In 2009, CEB acquired Toronto-based Warrillow & Co. and the financial services firm, TowerGroup.

In May 2010, the company acquired consumer research and advisory company, Iconoculture. Later that year, CEB transferred listing of its common stock from NASDAQ to the NYSE, and began trading on 20 August 2010.

The company acquired Baumgartner & Partner, a Germany-based consulting firm in October 2011. In July 2012 CEB acquired Saville and Holdsworth Ltd. (SHL), its largest acquisition to date.

In March 2014, CEB acquired KnowledgeAdvisors. In September 2015, it acquired and integrated WANTED Technologies.

In May 2016, CEB acquired Evanta Ventures, Inc. ("Evanta") for $275 million. Evanta is based in Portland, Oregon, and provides events, platforms and information offerings to train IT-security, human-resources and finance staff in collaboration and best practices.

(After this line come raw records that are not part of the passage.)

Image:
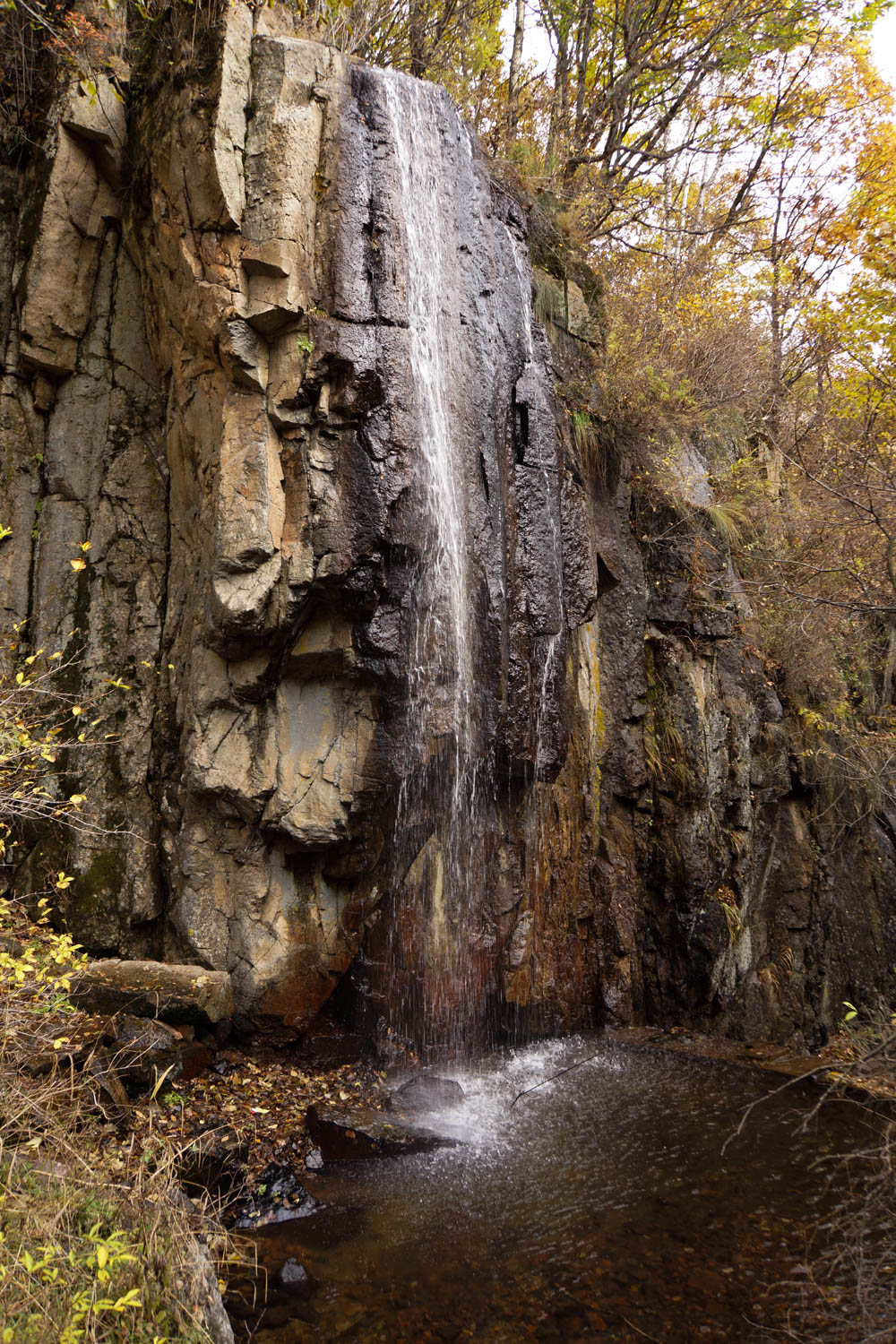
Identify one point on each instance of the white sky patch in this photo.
(883, 45)
(538, 48)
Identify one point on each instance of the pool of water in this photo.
(616, 1203)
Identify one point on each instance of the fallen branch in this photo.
(559, 1074)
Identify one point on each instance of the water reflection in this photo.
(597, 1207)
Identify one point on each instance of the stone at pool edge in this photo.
(367, 1133)
(426, 1091)
(177, 994)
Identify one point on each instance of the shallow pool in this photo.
(614, 1203)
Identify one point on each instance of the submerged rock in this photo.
(295, 1277)
(347, 1137)
(427, 1093)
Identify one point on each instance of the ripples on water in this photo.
(598, 1207)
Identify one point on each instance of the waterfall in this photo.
(441, 691)
(482, 612)
(555, 642)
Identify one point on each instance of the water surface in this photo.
(613, 1203)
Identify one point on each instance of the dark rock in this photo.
(277, 1198)
(427, 1093)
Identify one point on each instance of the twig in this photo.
(559, 1074)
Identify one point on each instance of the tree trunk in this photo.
(516, 61)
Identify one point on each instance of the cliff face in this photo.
(271, 349)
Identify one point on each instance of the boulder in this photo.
(144, 1051)
(293, 1277)
(425, 1091)
(156, 989)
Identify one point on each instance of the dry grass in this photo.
(96, 1244)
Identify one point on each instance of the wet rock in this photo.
(427, 1093)
(214, 1161)
(277, 1198)
(156, 989)
(198, 1296)
(349, 1137)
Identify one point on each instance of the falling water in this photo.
(441, 696)
(441, 946)
(555, 642)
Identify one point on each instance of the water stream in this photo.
(616, 1203)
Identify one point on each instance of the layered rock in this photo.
(260, 505)
(220, 351)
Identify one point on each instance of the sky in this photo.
(883, 43)
(883, 46)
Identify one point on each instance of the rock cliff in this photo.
(398, 690)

On January 5, 2017 Gartner said it agreed to buy CEB in a cash-and-stock deal worth $2.6 billion. The acquisition concluded in April 2017. On July 16, 2018, the CEB brand was discontinued.

==Publications==
The company has published three books through Penguin Group. The Challenger Sale by Brent Adamson and Matthew Dixon was published on November 10, 2011. In 2013, Matthew Dixon with Nick Toman, and Rick DeLisi wrote The Effortless Experience, published on September 12. The third book, The Challenger Customer was written by Matthew Dixon, Brent Adamson, Nick Toman, and Patrick Spenner and published on September 8, 2015.

==Stock information==
CEB's IPO occurred February 22, 1999 at an offer price of $19. The company, previously on NASDAQ, entered into an alliance with NYSE Euronext in 2010 and began actively trading as CEB in 2012.